A framework for where you are on the agentic engineering journey. Not a hierarchy — a map. Most developers are somewhere between L1 and L2. The jump to L3 is the biggest mindset shift.

First Steps

ChatGPT, copy-paste

AI as a search engine replacement. You paste a question, get an answer, copy it into your IDE. No integration, no workflow change — just a faster way to find answers.

IDE Integration

GitHub Copilot, inline autocomplete

AI woven into your typing. Tab-complete suggestions, inline chat, code explanations without leaving the editor. Your productivity increases, but you're still driving everything.

Agentic Coding

Claude Code, Cursor

AI that acts across the codebase.
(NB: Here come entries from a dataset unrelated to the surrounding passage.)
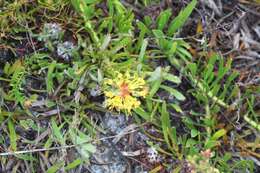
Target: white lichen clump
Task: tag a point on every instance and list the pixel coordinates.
(50, 32)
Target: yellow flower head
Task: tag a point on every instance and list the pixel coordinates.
(123, 91)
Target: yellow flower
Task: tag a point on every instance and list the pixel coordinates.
(123, 91)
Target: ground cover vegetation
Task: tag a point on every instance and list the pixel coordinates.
(138, 86)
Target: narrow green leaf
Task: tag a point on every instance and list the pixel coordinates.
(49, 79)
(73, 164)
(145, 115)
(54, 168)
(179, 21)
(155, 87)
(171, 78)
(142, 52)
(163, 18)
(173, 92)
(12, 135)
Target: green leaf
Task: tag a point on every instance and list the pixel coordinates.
(179, 21)
(49, 79)
(142, 113)
(73, 164)
(165, 120)
(54, 168)
(155, 87)
(218, 134)
(84, 146)
(171, 78)
(56, 132)
(173, 92)
(163, 18)
(194, 133)
(142, 52)
(193, 68)
(12, 135)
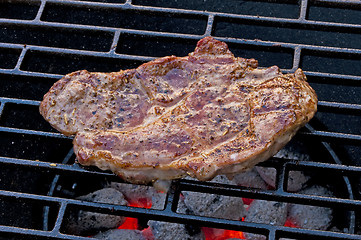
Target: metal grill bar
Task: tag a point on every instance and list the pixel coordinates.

Writes entire files, runs commands, edits multiple files in one task. You describe what you want; the AI does the work. Context still needs to be provided manually.

Context Engineering

CLAUDE.md, system prompts, hooks

You stop prompting and start engineering. CLAUDE.md files tell the AI about the project. System prompts shape its behavior. Hooks automate repetitive context setup. The AI becomes a knowledgeable colleague, not just a fast typist.

Orchestration

Multi-agent pipelines, specialized roles

You're not writing code — you're directing a team. Specialized agents for different roles (implementer, tester, reviewer, PR creator). An orchestrator coordinates. Jira ticket to merged PR can happen without you touching a file.

L∞

Full Autonomy

Memory systems, self-improving agents

The frontier. Agents with persistent memory across sessions, self-optimizing knowledge systems, agents that improve their own instructions based on experience. Most practitioners are still working toward L4.